If you're using Mac OS X and Homebrew, you can install the rest-shell
using brew install
(NOTE: when the pull request is accepted...still waiting on that):
> brew install rest-shell
==> Downloading https://github.com/downloads/jbrisbin/rest-shell/rest-shell-1.1.2.RELEASE.tar.gz
######################################################################## 100.0%
/usr/local/Cellar/rest-shell/1.1.2.RELEASE: 28 files, 6.0M, built in 27 seconds
Using the rest-shell
to navigate your REST resources is very similar to traversing a directory structure in your system terminal.
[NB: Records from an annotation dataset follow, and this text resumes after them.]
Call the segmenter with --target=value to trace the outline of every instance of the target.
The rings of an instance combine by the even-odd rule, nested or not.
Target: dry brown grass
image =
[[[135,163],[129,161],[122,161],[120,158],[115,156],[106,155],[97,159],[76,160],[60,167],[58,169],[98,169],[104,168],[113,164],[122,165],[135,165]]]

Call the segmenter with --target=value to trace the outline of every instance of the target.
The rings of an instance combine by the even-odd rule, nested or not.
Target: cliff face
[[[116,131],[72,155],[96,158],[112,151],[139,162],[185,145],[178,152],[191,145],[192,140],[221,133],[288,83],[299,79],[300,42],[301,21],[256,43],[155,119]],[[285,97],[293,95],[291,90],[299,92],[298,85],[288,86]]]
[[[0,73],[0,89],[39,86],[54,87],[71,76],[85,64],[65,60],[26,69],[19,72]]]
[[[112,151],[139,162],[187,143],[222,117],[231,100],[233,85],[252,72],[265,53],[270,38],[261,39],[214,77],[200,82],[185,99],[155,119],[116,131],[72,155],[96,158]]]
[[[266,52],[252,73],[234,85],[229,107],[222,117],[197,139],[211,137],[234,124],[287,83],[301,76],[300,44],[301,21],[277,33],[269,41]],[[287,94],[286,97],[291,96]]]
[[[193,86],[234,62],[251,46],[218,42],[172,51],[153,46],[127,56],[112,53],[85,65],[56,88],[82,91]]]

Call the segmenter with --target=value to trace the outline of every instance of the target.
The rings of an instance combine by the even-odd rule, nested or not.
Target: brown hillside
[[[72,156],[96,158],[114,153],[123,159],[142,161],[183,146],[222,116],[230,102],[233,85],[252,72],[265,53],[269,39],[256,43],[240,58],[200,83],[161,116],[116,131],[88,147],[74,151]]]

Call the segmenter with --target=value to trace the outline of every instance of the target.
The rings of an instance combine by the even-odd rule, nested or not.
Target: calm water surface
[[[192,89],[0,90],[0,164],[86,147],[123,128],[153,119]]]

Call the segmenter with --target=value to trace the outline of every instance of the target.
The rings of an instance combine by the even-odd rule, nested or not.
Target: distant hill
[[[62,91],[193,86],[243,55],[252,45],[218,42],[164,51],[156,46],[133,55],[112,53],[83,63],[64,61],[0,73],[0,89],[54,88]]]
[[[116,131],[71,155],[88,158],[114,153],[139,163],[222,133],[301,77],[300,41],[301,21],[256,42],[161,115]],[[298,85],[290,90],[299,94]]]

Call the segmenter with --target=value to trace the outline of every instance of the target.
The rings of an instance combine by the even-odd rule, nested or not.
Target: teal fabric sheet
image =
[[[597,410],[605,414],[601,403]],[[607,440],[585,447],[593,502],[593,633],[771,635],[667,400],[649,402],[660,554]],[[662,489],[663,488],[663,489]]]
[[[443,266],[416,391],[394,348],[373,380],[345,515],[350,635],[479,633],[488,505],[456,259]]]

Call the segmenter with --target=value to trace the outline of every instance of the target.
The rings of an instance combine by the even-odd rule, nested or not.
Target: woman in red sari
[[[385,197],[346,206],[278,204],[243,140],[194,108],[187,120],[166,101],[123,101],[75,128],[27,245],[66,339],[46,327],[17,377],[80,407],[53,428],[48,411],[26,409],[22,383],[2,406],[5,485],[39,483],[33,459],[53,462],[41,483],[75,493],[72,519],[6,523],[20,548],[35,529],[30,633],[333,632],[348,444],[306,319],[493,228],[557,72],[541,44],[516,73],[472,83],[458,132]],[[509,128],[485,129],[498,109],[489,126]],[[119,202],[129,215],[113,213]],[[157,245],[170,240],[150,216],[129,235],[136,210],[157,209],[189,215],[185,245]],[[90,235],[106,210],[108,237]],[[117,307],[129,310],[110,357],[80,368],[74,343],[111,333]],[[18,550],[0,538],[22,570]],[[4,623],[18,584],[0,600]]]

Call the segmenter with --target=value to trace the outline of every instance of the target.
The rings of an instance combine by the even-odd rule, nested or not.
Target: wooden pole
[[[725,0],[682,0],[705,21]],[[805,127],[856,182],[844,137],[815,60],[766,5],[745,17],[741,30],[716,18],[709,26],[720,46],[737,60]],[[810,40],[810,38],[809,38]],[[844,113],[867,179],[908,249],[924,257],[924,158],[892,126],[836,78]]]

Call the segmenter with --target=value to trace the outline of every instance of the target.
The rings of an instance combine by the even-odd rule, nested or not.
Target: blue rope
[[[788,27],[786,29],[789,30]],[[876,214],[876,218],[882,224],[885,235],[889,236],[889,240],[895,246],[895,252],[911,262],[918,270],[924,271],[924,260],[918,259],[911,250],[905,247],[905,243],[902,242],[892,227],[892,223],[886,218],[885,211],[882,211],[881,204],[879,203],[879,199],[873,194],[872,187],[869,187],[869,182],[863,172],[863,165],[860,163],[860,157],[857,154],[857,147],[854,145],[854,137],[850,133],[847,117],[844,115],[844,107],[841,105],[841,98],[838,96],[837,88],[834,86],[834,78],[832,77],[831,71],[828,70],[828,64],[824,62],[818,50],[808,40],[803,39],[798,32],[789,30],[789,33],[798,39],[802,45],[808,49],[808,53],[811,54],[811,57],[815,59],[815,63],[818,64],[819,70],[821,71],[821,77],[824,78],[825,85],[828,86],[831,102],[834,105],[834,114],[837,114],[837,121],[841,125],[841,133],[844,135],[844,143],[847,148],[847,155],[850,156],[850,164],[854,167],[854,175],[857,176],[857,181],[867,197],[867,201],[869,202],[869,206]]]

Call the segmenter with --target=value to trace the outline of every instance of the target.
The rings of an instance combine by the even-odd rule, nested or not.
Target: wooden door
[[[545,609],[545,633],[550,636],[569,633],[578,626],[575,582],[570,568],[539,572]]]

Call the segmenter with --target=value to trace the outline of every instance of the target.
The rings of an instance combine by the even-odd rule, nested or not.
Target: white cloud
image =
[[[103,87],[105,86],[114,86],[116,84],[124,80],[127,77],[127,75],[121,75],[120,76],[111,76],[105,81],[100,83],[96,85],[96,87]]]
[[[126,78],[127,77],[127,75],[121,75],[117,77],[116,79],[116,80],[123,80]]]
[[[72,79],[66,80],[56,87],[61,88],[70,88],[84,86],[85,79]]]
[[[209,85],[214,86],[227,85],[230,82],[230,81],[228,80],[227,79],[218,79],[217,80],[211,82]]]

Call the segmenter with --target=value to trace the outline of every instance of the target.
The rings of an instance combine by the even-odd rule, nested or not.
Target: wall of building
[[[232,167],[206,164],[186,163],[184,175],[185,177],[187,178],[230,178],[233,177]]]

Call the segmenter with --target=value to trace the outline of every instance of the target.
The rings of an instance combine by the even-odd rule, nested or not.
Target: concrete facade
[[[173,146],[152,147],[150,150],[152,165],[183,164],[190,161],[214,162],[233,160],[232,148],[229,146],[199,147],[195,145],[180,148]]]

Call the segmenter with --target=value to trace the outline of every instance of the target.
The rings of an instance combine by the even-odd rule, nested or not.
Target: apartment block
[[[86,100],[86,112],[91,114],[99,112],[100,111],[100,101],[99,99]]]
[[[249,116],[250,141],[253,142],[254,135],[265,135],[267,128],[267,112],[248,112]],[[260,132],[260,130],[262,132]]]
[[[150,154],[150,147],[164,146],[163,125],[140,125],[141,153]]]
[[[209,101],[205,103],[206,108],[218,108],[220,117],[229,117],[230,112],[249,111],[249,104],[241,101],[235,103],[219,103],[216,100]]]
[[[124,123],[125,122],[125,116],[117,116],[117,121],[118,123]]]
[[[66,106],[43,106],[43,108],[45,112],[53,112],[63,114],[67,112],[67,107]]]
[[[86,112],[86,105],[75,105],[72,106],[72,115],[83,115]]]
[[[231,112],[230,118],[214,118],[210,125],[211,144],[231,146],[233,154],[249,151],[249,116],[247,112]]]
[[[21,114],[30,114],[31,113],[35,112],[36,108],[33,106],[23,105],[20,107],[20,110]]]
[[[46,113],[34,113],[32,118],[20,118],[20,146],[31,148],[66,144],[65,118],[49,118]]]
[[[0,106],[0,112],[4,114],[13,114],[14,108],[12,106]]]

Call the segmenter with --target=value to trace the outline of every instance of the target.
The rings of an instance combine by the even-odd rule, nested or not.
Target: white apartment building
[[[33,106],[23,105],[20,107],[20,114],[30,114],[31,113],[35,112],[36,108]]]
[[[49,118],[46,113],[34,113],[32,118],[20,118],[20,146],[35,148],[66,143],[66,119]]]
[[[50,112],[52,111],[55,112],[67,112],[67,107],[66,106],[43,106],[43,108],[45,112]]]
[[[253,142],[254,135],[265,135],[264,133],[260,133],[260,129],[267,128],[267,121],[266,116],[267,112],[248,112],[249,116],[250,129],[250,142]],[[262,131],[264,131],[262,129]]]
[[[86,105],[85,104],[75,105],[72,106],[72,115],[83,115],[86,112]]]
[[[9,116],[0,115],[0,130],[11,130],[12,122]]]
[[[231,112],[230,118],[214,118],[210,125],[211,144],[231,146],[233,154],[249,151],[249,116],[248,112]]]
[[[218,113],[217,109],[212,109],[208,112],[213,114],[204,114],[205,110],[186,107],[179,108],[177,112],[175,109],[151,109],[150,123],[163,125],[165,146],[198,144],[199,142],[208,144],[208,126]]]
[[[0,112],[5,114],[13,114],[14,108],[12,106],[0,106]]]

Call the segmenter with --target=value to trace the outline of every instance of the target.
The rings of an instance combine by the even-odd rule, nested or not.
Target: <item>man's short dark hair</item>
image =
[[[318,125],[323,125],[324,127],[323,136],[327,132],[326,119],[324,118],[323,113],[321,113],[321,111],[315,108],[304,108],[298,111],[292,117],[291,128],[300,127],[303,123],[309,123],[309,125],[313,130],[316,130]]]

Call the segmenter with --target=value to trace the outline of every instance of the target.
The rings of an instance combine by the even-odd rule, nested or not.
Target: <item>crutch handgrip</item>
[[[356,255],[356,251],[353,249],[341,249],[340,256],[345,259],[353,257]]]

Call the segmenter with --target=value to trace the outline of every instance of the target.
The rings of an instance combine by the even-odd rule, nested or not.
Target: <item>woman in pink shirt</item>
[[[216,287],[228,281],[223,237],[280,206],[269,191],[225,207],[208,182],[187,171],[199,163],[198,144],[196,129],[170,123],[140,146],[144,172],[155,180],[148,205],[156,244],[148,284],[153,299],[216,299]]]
The rest-shell
always maintains a baseUri
that is considered the root to which all other path references are considered relative. If you have a REST service exposed at http://localhost:8080/api
, then you'd consider that your baseUri
.
But your base URI will change based on the context in which you are issuing requests. For example, if you have a REST resource exposed at /system/main
, then your rest-shell
interaction might look like this:
> rest-shell
___ ___ __ _____ __ _ _ _ _ __
| _ \ __/' _/_ _/' _/| || | / / | \ \
| v / _|`._`. | | `._`.| >< | / / / > >
|_|_\___|___/ |_| |___/|_||_| |_/_/ /_/
Welcome to the REST shell. For assistance hit TAB or type "help".
http://localhost:8080:> baseUri http://localhost:8080/api
Base URI set to 'http://localhost:8080/api'
http://localhost:8080/api:> get system/main
> GET http://localhost:8080/api/system/main
< 200 OK
< ... response from server
One of the central tenets of HATEOAS is discoverability via links. The rest-shell
understands links natively if they conform to the Spring HATEOAS pattern. You don't have to be using the Spring HATEOAS library for your server-side resources (though it's definitely encouraged that you do). If the JSON resource returned contains a property called links
which is an array of objects with a rel
and href
property, then the rest-shell
can "discover" these resources and provide you an easy way to refer to these URIs later.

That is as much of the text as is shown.